At least in Canada, shopping online with IKEA is a nightmare. Many products aren’t available, and if you do manage to find what you want, you have to go through several steps, plus a phone call, to place your order.

I noticed on eBay today that a seller who lives near two IKEA locations is selling many IKEA products online. Which seems very smart to me - he sells products that are not available on IKEAs website, at an average of 100% mark-up.

IKEA is considered a forward-thinking company - their security systems are state-of-the-art and their packaging and marketing methods seem sophisticated and streamlined.

So WHY don’t they have a better online sales system? I have to assume this is a conscious decision. Is it too much of a resource drain? Does it make better business sense for them to rely on second-party sellers to hawk their goods on the 'net?

Thoughts?

Several steps plus a phone call? Outrageous.

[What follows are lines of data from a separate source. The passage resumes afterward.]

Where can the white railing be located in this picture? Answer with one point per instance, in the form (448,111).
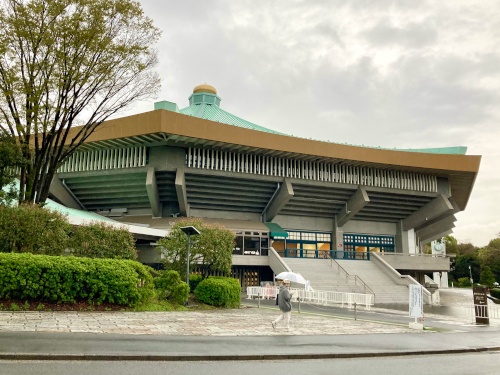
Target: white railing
(317,297)
(308,170)
(479,311)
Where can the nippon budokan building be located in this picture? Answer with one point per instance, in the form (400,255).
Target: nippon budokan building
(287,199)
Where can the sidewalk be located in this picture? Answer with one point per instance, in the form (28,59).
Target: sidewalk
(244,333)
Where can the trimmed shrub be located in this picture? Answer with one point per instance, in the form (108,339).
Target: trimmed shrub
(60,279)
(495,292)
(33,229)
(171,287)
(194,280)
(464,282)
(219,291)
(101,240)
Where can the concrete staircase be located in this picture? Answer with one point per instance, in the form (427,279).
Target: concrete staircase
(323,274)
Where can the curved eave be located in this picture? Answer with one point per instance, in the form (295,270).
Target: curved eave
(166,127)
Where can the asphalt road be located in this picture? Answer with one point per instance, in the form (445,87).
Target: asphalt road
(451,364)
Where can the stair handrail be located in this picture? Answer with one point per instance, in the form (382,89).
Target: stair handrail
(356,278)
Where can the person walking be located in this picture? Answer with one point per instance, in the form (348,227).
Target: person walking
(285,305)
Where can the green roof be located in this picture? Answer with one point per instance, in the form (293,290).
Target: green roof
(213,112)
(204,103)
(275,230)
(54,206)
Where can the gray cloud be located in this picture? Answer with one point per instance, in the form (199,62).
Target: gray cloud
(380,73)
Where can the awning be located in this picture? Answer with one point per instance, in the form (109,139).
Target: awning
(276,231)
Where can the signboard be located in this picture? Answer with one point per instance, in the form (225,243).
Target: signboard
(481,305)
(416,301)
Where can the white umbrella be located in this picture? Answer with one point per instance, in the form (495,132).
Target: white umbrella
(292,276)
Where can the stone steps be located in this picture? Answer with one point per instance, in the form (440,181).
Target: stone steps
(324,275)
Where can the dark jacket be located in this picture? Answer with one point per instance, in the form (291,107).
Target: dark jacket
(284,297)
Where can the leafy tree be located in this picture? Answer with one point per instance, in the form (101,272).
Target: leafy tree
(10,159)
(487,277)
(101,240)
(462,263)
(66,63)
(466,249)
(451,244)
(211,250)
(490,256)
(33,229)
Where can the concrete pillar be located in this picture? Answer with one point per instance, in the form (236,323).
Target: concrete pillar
(152,190)
(402,243)
(358,200)
(337,239)
(180,189)
(62,193)
(278,201)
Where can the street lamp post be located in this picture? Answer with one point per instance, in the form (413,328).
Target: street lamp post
(190,231)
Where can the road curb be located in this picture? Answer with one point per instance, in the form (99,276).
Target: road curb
(251,357)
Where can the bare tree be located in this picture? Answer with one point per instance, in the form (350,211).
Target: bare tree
(65,67)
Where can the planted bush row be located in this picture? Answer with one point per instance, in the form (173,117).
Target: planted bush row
(219,291)
(59,279)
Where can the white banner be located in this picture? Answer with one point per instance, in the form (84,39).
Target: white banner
(416,301)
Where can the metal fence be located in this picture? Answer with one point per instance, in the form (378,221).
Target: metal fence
(317,297)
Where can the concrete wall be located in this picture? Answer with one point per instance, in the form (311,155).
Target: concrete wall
(417,262)
(369,227)
(165,158)
(234,215)
(148,254)
(304,223)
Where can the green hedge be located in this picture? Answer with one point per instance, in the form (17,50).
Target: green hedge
(171,287)
(60,279)
(495,292)
(219,291)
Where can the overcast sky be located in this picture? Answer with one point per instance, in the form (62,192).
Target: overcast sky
(395,74)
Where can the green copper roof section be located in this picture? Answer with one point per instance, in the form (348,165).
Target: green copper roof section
(54,206)
(215,113)
(205,103)
(458,150)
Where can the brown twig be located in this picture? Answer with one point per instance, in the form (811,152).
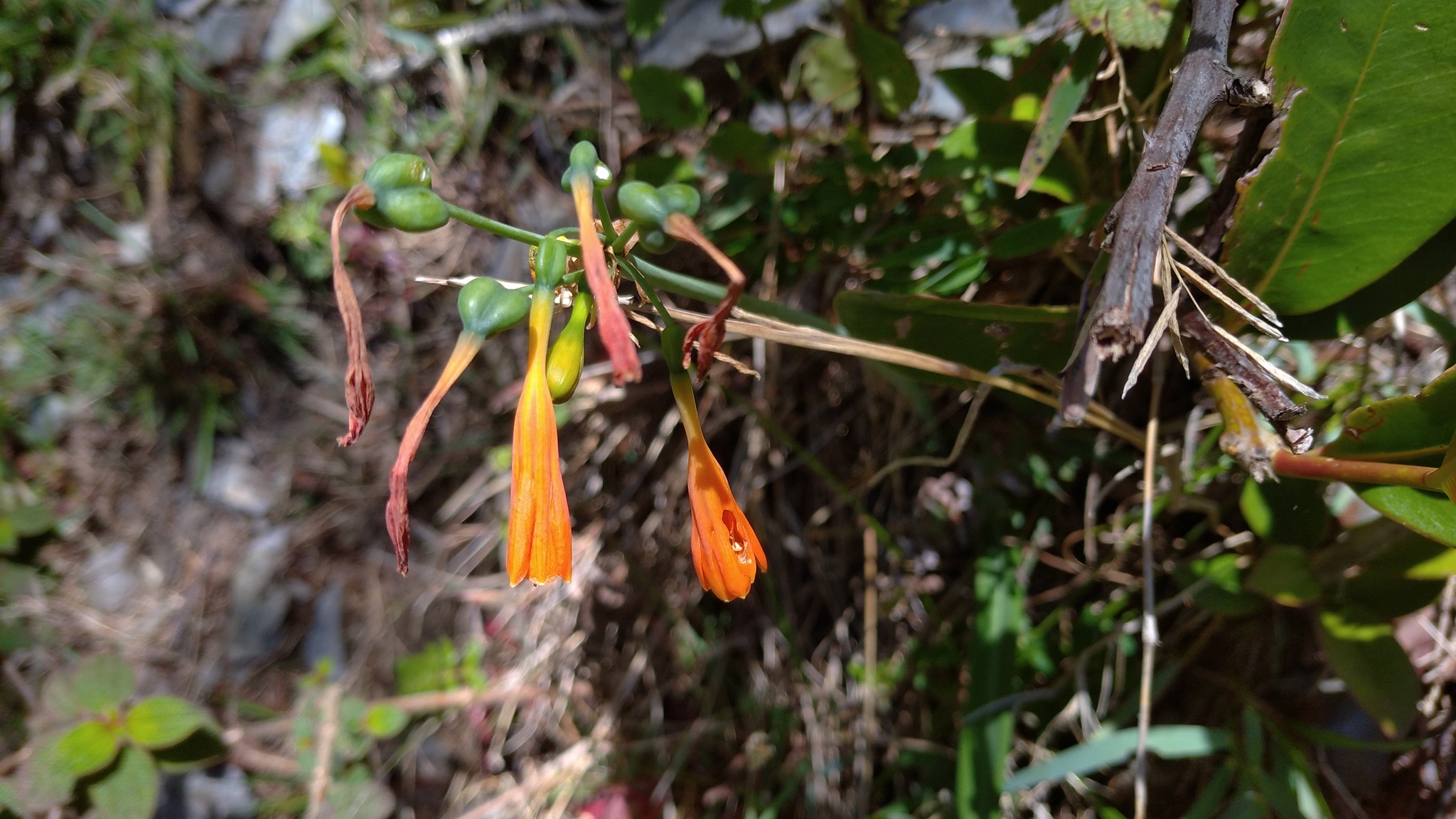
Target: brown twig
(323,749)
(1117,321)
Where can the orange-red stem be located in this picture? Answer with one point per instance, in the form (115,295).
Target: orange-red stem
(358,382)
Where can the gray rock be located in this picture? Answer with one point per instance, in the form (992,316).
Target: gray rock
(296,22)
(220,37)
(325,637)
(695,28)
(286,155)
(259,604)
(108,579)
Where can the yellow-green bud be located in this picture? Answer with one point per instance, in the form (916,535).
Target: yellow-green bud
(565,356)
(487,308)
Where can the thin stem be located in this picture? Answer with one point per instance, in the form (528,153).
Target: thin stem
(1145,697)
(493,226)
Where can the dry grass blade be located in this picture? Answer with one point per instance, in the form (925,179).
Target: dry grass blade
(1169,311)
(1218,270)
(1228,302)
(1260,360)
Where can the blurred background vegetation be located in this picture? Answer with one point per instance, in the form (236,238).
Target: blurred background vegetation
(197,592)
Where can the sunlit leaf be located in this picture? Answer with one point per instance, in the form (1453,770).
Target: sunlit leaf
(1375,668)
(1107,751)
(130,791)
(887,70)
(159,722)
(1068,90)
(973,334)
(1359,180)
(1401,429)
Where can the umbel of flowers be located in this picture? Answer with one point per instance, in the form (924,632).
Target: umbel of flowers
(397,193)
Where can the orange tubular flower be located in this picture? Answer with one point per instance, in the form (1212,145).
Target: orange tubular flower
(358,384)
(725,551)
(539,537)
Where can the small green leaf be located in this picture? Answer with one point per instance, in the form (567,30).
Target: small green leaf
(1139,23)
(1283,574)
(1068,90)
(385,720)
(889,72)
(644,16)
(129,792)
(1224,594)
(1401,429)
(159,722)
(1415,274)
(669,98)
(967,333)
(1288,512)
(829,72)
(1438,567)
(85,749)
(739,146)
(1424,513)
(1376,670)
(104,682)
(1169,742)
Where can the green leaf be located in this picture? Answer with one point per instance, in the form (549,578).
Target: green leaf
(1401,429)
(102,682)
(829,72)
(1036,237)
(85,749)
(1068,91)
(982,92)
(159,722)
(385,722)
(1139,23)
(1225,592)
(1426,513)
(740,148)
(1366,169)
(1375,668)
(1438,567)
(644,16)
(889,73)
(973,334)
(669,98)
(1283,574)
(31,520)
(130,791)
(1418,273)
(1288,512)
(1110,749)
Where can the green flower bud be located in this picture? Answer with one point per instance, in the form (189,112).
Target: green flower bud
(655,242)
(487,308)
(564,359)
(551,259)
(643,203)
(407,209)
(397,171)
(680,198)
(600,177)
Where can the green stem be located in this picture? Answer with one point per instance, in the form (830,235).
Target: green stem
(493,226)
(1318,469)
(708,291)
(609,233)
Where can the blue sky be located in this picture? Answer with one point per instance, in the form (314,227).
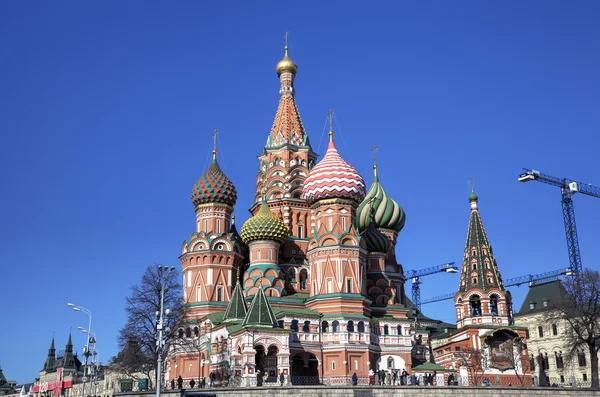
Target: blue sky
(107,110)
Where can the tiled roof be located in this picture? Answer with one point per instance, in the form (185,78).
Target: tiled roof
(538,293)
(333,177)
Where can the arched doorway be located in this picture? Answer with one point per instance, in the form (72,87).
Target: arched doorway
(305,369)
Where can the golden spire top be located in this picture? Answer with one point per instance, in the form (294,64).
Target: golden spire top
(330,114)
(286,65)
(215,145)
(374,150)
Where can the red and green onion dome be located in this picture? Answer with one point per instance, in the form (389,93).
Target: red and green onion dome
(387,214)
(265,225)
(214,187)
(333,177)
(373,240)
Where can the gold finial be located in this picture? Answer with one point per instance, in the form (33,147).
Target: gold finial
(215,145)
(330,115)
(286,64)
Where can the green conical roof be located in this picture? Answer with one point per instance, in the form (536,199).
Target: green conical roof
(236,310)
(260,313)
(387,213)
(265,225)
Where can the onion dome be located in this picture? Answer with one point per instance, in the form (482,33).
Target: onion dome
(214,187)
(265,225)
(387,214)
(333,177)
(286,65)
(373,240)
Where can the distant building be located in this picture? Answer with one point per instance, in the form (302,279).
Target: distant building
(545,339)
(486,348)
(7,386)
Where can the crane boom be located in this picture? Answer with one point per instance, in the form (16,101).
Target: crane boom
(415,278)
(568,188)
(515,281)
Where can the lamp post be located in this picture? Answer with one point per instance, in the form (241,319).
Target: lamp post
(86,351)
(163,273)
(95,355)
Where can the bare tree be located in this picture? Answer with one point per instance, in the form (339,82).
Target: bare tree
(473,360)
(579,308)
(137,338)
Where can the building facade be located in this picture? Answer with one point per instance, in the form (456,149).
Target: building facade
(310,287)
(549,363)
(486,348)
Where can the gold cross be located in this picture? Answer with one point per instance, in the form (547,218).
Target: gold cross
(374,150)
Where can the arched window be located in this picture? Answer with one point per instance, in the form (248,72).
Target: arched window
(335,326)
(361,326)
(475,304)
(303,277)
(306,326)
(494,305)
(350,326)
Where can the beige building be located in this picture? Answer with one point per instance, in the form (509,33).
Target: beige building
(546,340)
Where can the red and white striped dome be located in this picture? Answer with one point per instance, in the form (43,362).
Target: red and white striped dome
(333,177)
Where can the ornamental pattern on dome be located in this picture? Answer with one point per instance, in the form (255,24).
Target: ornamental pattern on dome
(387,213)
(265,225)
(333,177)
(214,187)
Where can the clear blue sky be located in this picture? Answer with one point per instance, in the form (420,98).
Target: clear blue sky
(107,109)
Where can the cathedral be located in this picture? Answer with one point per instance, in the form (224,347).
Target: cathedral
(310,287)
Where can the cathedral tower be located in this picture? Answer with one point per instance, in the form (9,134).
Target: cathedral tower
(334,189)
(481,297)
(284,165)
(214,254)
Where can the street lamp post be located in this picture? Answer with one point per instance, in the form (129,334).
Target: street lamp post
(163,273)
(86,351)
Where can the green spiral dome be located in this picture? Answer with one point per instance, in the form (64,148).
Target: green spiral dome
(387,213)
(265,225)
(373,240)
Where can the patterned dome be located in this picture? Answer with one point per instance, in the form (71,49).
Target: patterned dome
(373,240)
(387,213)
(265,225)
(333,177)
(214,187)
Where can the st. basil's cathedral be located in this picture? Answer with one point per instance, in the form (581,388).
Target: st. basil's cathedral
(310,287)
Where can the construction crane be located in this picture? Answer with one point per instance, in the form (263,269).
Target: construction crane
(515,281)
(568,188)
(415,278)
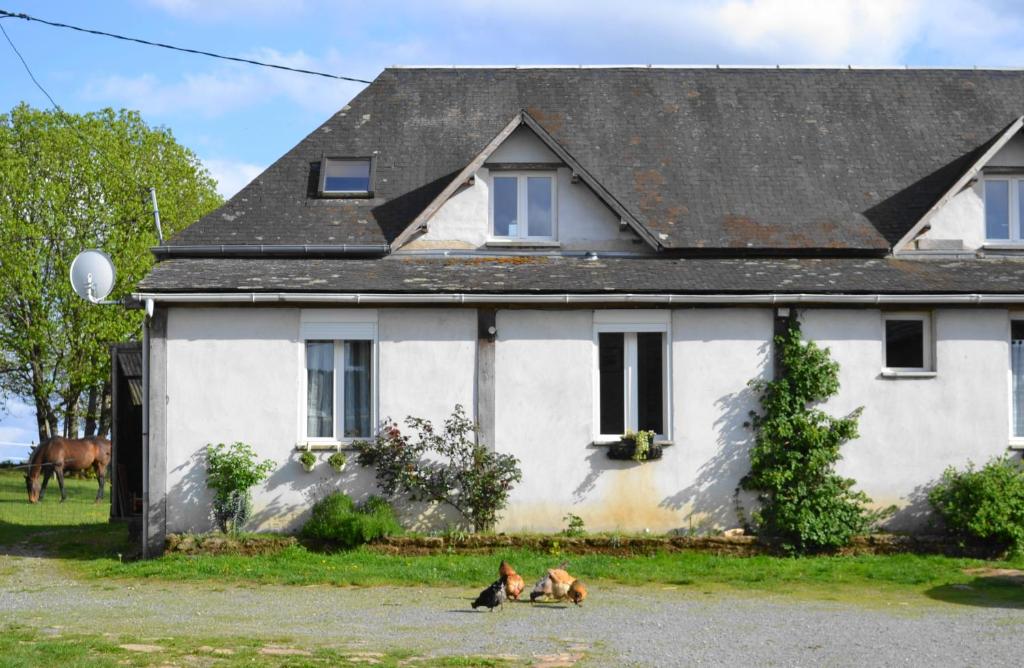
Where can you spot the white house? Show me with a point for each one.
(569, 253)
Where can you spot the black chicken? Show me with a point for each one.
(493, 596)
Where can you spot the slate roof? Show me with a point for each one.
(563, 275)
(819, 160)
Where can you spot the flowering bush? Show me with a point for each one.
(446, 466)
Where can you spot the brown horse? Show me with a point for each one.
(58, 455)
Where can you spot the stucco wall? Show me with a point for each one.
(233, 374)
(963, 217)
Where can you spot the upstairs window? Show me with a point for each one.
(522, 206)
(1017, 377)
(345, 177)
(908, 342)
(1005, 209)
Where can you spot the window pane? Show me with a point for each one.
(1017, 366)
(997, 209)
(346, 176)
(650, 405)
(506, 206)
(610, 359)
(356, 390)
(904, 343)
(1020, 209)
(320, 389)
(539, 205)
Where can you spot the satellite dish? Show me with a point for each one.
(92, 275)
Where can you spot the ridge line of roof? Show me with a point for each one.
(837, 68)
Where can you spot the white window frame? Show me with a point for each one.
(1014, 204)
(324, 192)
(522, 210)
(633, 322)
(1016, 442)
(928, 352)
(339, 326)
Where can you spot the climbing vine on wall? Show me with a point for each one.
(804, 504)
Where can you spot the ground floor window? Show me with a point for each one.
(907, 341)
(631, 381)
(1017, 376)
(339, 391)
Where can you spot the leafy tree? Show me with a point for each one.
(805, 505)
(446, 466)
(69, 182)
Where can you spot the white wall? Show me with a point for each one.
(233, 374)
(963, 217)
(912, 428)
(584, 221)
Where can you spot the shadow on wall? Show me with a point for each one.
(711, 499)
(189, 500)
(290, 493)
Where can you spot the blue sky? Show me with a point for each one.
(239, 118)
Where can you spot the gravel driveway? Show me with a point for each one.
(648, 626)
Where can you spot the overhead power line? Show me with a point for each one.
(5, 14)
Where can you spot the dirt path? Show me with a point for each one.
(655, 626)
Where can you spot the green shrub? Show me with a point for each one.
(337, 519)
(985, 503)
(231, 471)
(442, 465)
(805, 505)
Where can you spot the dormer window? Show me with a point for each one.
(1005, 208)
(345, 177)
(522, 205)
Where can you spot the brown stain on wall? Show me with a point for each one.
(627, 500)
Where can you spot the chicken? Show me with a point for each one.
(578, 591)
(542, 588)
(493, 596)
(513, 581)
(558, 584)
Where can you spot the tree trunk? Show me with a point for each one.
(104, 411)
(90, 412)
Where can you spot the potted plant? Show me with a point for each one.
(337, 461)
(638, 446)
(308, 460)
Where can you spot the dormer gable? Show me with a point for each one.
(524, 192)
(984, 209)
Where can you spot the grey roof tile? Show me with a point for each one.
(830, 160)
(562, 275)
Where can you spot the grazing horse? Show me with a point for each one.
(58, 455)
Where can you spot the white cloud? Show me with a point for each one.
(230, 87)
(216, 10)
(231, 175)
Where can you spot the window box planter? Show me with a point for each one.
(625, 449)
(308, 461)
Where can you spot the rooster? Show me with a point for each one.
(513, 581)
(492, 597)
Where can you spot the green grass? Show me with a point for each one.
(23, 646)
(78, 528)
(846, 578)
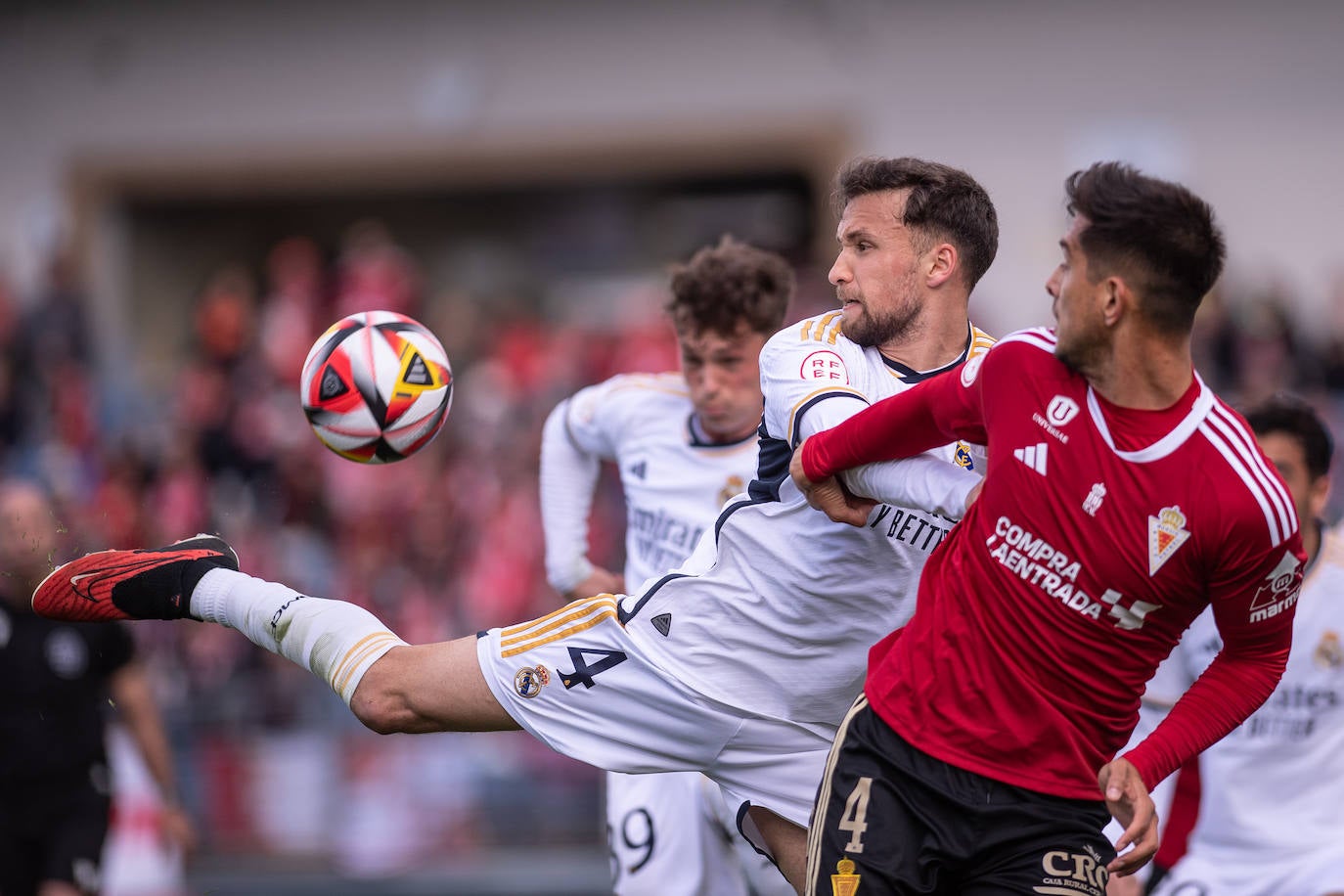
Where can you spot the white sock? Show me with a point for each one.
(334, 640)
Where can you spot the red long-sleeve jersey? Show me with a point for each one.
(1099, 535)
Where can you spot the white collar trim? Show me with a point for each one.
(1165, 445)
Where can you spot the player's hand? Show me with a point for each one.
(829, 496)
(176, 829)
(599, 582)
(1124, 887)
(1129, 803)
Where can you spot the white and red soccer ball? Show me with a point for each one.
(377, 387)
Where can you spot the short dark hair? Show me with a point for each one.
(944, 203)
(1156, 231)
(1297, 420)
(721, 287)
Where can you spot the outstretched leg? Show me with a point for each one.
(786, 841)
(423, 688)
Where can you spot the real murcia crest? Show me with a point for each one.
(844, 881)
(1165, 533)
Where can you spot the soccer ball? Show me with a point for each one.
(377, 387)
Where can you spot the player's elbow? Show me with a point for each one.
(386, 712)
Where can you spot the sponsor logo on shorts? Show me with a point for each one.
(844, 881)
(530, 680)
(1328, 653)
(1067, 874)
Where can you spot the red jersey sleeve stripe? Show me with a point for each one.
(1235, 457)
(1245, 439)
(1039, 337)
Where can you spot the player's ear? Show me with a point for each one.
(1116, 298)
(941, 263)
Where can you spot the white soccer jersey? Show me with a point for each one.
(796, 594)
(1275, 787)
(674, 482)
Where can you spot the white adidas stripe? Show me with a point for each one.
(1269, 495)
(1042, 338)
(1245, 442)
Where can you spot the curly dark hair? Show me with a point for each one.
(1296, 420)
(944, 203)
(726, 285)
(1156, 233)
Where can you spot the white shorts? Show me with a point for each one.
(672, 834)
(577, 683)
(667, 835)
(1311, 874)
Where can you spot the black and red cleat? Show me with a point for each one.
(132, 585)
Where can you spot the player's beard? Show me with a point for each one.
(1081, 352)
(895, 324)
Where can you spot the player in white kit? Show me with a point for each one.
(1272, 791)
(683, 442)
(743, 664)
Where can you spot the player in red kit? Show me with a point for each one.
(1121, 499)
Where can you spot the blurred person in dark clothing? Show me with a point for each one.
(54, 681)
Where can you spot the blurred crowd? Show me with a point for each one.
(438, 546)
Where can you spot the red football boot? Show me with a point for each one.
(132, 585)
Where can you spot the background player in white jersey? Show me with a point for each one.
(685, 442)
(1121, 499)
(1271, 819)
(742, 670)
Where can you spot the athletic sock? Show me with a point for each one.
(335, 640)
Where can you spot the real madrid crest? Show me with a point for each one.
(530, 680)
(1165, 533)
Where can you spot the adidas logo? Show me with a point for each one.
(417, 373)
(1034, 456)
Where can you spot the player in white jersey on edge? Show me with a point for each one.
(743, 665)
(685, 442)
(1272, 791)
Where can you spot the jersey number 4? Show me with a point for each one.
(584, 670)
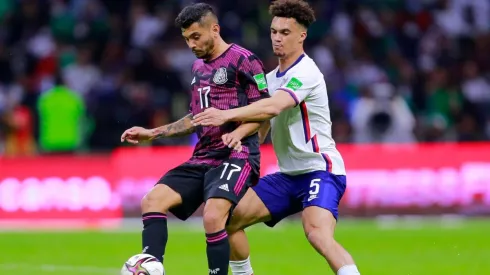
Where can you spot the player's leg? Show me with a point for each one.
(224, 186)
(263, 203)
(179, 191)
(319, 220)
(250, 210)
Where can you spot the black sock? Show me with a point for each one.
(155, 234)
(218, 250)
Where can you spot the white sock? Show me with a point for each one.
(347, 270)
(241, 267)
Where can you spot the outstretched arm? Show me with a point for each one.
(264, 109)
(261, 110)
(264, 130)
(181, 127)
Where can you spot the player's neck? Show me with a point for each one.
(220, 47)
(287, 61)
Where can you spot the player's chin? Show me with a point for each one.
(199, 54)
(279, 54)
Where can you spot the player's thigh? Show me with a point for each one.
(187, 181)
(276, 192)
(317, 218)
(229, 181)
(321, 200)
(249, 211)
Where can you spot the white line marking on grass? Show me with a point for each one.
(57, 268)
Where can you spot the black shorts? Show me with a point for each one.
(198, 183)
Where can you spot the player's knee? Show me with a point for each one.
(159, 199)
(238, 221)
(215, 215)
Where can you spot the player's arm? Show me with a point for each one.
(181, 127)
(246, 129)
(264, 130)
(288, 96)
(264, 109)
(285, 97)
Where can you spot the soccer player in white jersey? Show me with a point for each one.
(312, 176)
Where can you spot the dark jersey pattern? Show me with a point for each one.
(224, 83)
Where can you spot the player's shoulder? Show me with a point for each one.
(240, 51)
(271, 76)
(244, 55)
(197, 63)
(307, 68)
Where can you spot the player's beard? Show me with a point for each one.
(207, 50)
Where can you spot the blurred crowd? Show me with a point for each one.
(75, 73)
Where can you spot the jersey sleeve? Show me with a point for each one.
(253, 79)
(300, 86)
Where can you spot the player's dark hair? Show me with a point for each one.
(192, 14)
(297, 9)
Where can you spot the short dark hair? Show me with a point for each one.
(192, 14)
(297, 9)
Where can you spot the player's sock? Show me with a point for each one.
(243, 267)
(348, 270)
(155, 234)
(218, 250)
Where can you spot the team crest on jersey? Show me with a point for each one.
(221, 76)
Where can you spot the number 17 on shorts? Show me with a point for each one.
(230, 180)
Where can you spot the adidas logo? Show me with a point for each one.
(224, 187)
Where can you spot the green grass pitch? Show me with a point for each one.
(409, 248)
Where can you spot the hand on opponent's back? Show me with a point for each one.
(210, 117)
(232, 140)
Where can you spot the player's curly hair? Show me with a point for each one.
(297, 9)
(192, 14)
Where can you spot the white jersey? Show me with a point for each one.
(302, 136)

(FTR, I have never ordered online from Ikea. I’m just going from your description)

I don’t know what the answer is, but I agree, it is almost impossible to order anything from them.

I’ve never ordered online from Ikea. The stores are designed for Do-It-Yourself for the customer. You come in, you choose, you pick up the stuff from the storagerooms, pay and haul it out yourself. That’s what keeps the Ikea-prices down.

Anyway; I’ve had a lot of success with ordering second-hand-Ikea on E-bay or Craigslist. If someone on E-bay offers up for sale their Poang, a Billy or Knudde, you can look up exactly how it will look if you browse the site, the stores and the catalogues. Ikea stuff is so cheap that often people will sell entire sets just because they want something in oak-color this year. The only drawback I’ve found is this: Ikea-stuff loses quality fast if it is assembled more then once. Better to buy it assembled from the previous user.

Not only is it really hard to buy anything on their website. Sometimes I have a hard time finding things on their site. Terrible design.

Are sure it’s not just becuase the stuff is crap.

Well, I’ve lived among IKEA stuff for over 15 years now and I like it. Sturdy, practical, light, innovative and cheerful. And amazingly cheap.
Of you’re more of an massive-oak-furniture-for-the-next-three-generations type, well, then Ikea isn’t for you. But personally, I’d dread inheriting the last’ generations taste in furniture.